Either Mitt Romney or moderator Bob Schieffer could launch an important dialogue by asking: How, if at all, has the Obama administration responded to Iran’s having launched one of the most brazen terror plots in history—to explode a bomb inside a Washington, D.C., restaurant to kill the Saudi ambassador and everyone else nearby?
But despite the high-profile press conferences that accompanied last year’s announcement, the public record suggests that the Obama administration has done nothing to penalize the Iranian government for this terrorist outrage beyond what it was doing anyway to protest Iran’s nuclear-weapons plans. Iranian officials have paid no price whatever in the 12 months since the indictments—not militarily, diplomatically or even with clear words about the consequences of plotting to blow up a public space in America’s capital city.
President Obama may claim that he has responded in secret. But if so, has his administration briefed relevant congressional committees behind closed doors? If not, have those committees requested such briefings?

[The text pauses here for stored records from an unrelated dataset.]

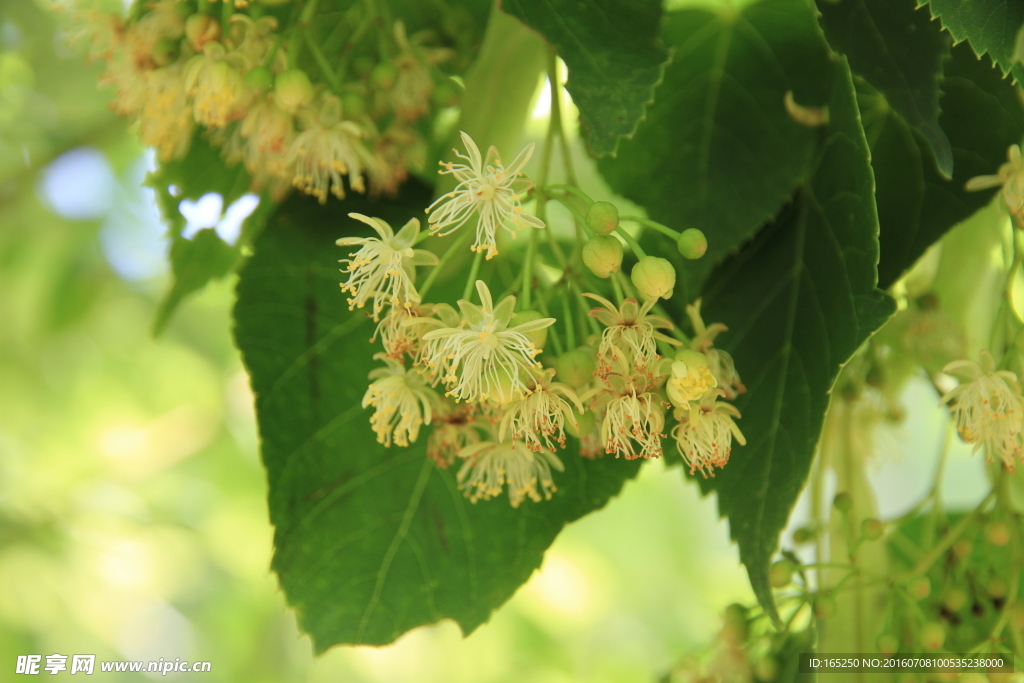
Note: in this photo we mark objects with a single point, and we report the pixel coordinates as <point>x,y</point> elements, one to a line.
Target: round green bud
<point>602,217</point>
<point>871,528</point>
<point>166,51</point>
<point>803,535</point>
<point>603,255</point>
<point>887,644</point>
<point>260,80</point>
<point>585,424</point>
<point>781,573</point>
<point>353,104</point>
<point>824,606</point>
<point>576,368</point>
<point>201,29</point>
<point>692,244</point>
<point>538,337</point>
<point>932,636</point>
<point>997,588</point>
<point>654,279</point>
<point>954,598</point>
<point>843,502</point>
<point>293,90</point>
<point>920,588</point>
<point>384,75</point>
<point>997,532</point>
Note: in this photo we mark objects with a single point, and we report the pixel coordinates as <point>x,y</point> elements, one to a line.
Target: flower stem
<point>631,241</point>
<point>646,222</point>
<point>467,291</point>
<point>442,261</point>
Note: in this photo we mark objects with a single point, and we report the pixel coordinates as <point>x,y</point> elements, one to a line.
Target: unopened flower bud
<point>260,80</point>
<point>920,588</point>
<point>293,90</point>
<point>692,244</point>
<point>201,29</point>
<point>602,217</point>
<point>384,75</point>
<point>576,368</point>
<point>654,278</point>
<point>539,337</point>
<point>603,255</point>
<point>165,51</point>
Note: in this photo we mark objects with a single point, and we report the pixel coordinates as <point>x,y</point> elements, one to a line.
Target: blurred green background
<point>132,515</point>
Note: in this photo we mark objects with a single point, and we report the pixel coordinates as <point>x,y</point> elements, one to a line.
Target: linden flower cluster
<point>988,409</point>
<point>473,372</point>
<point>248,81</point>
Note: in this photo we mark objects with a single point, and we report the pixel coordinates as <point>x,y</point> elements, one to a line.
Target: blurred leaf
<point>371,542</point>
<point>991,27</point>
<point>899,50</point>
<point>718,151</point>
<point>612,54</point>
<point>798,301</point>
<point>983,115</point>
<point>198,261</point>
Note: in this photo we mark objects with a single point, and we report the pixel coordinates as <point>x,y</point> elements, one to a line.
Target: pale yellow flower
<point>383,270</point>
<point>402,401</point>
<point>988,409</point>
<point>1011,178</point>
<point>633,424</point>
<point>487,189</point>
<point>491,466</point>
<point>704,435</point>
<point>486,358</point>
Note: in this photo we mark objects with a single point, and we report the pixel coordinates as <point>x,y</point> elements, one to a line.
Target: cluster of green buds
<point>504,380</point>
<point>312,104</point>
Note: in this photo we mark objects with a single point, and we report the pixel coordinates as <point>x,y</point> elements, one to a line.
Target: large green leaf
<point>983,115</point>
<point>718,151</point>
<point>197,261</point>
<point>899,50</point>
<point>614,61</point>
<point>371,542</point>
<point>990,26</point>
<point>798,300</point>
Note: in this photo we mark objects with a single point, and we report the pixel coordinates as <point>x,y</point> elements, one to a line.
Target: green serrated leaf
<point>798,301</point>
<point>991,27</point>
<point>196,262</point>
<point>718,151</point>
<point>613,57</point>
<point>371,542</point>
<point>900,51</point>
<point>983,115</point>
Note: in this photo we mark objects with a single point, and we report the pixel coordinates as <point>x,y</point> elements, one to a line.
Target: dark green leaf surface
<point>899,50</point>
<point>204,258</point>
<point>614,60</point>
<point>718,151</point>
<point>798,300</point>
<point>371,542</point>
<point>983,115</point>
<point>991,27</point>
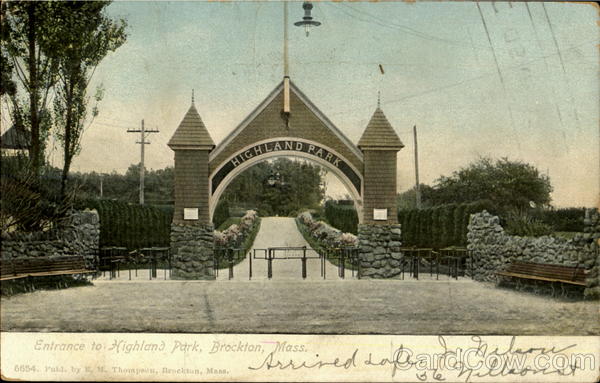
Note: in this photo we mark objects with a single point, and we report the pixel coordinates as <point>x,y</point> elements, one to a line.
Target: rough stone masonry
<point>493,249</point>
<point>78,234</point>
<point>380,255</point>
<point>192,247</point>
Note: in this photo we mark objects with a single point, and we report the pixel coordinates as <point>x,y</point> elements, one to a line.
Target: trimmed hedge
<point>439,226</point>
<point>342,216</point>
<point>566,219</point>
<point>130,225</point>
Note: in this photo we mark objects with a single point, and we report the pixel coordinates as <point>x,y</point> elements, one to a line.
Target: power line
<point>143,135</point>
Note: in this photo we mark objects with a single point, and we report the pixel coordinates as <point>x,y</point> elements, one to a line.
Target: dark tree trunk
<point>68,150</point>
<point>35,149</point>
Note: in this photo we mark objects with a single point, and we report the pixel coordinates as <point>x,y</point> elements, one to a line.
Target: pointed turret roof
<point>191,132</point>
<point>380,134</point>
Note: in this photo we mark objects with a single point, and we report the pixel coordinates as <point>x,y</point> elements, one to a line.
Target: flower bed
<point>323,234</point>
<point>235,235</point>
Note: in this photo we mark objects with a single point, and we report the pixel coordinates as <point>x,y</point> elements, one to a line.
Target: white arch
<point>356,195</point>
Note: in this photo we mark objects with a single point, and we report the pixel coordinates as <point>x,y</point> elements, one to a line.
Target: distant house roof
<point>15,138</point>
<point>380,134</point>
<point>191,132</point>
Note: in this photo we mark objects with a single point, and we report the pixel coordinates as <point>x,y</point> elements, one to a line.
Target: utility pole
<point>417,186</point>
<point>143,135</point>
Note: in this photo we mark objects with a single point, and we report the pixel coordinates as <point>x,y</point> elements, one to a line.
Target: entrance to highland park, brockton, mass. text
<point>256,193</point>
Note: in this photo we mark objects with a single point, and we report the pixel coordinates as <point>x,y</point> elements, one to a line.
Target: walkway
<point>298,306</point>
<point>281,232</point>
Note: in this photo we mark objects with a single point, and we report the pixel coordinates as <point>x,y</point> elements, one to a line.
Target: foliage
<point>522,223</point>
<point>28,30</point>
<point>300,187</point>
<point>408,199</point>
<point>507,184</point>
<point>566,219</point>
<point>84,35</point>
<point>158,185</point>
<point>326,236</point>
<point>439,226</point>
<point>341,216</point>
<point>130,225</point>
<point>234,235</point>
<point>29,202</point>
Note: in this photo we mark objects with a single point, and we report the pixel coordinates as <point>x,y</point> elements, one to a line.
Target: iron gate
<point>225,257</point>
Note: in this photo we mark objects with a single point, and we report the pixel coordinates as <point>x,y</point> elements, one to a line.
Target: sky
<point>526,89</point>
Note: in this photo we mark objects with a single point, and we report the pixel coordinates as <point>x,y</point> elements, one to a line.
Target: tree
<point>408,199</point>
<point>28,28</point>
<point>84,36</point>
<point>507,184</point>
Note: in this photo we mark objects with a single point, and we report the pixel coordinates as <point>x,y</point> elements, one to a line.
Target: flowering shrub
<point>234,235</point>
<point>325,234</point>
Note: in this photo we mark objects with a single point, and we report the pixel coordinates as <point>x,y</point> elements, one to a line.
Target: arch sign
<point>290,147</point>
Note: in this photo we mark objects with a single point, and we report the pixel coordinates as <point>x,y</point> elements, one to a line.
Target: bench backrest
<point>44,264</point>
<point>568,273</point>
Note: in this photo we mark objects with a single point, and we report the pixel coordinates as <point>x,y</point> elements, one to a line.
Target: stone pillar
<point>380,234</point>
<point>380,255</point>
<point>192,243</point>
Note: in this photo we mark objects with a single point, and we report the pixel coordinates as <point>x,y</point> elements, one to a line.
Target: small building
<point>15,141</point>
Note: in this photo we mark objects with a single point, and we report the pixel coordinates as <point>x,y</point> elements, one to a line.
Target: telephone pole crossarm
<point>142,142</point>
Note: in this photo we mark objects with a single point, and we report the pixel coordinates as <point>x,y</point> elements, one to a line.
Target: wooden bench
<point>42,266</point>
<point>545,273</point>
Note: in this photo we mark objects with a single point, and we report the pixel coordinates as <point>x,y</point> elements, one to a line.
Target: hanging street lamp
<point>307,20</point>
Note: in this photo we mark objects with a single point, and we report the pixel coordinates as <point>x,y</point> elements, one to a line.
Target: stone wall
<point>589,241</point>
<point>493,249</point>
<point>79,234</point>
<point>192,249</point>
<point>380,255</point>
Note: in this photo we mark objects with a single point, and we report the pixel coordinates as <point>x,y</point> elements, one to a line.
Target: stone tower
<point>379,234</point>
<point>191,229</point>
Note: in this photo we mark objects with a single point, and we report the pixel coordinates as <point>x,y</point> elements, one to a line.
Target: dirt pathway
<point>281,232</point>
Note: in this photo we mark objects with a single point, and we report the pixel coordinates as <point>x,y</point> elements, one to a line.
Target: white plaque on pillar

The Iranian plot almost never factors into administration officials’ public statements about the general threat posed by Iran, its nuclear program and its sponsorship of international terrorism. Yet Tehran’s willingness to dispatch agents of its Revolutionary Guard to attack Washington speaks directly to the regime’s ambitions, willingness to take risks and susceptibility to sanctions. This is relevant to whether America can rely safely on the hope that it could contain a nuclear Iran should it come to that.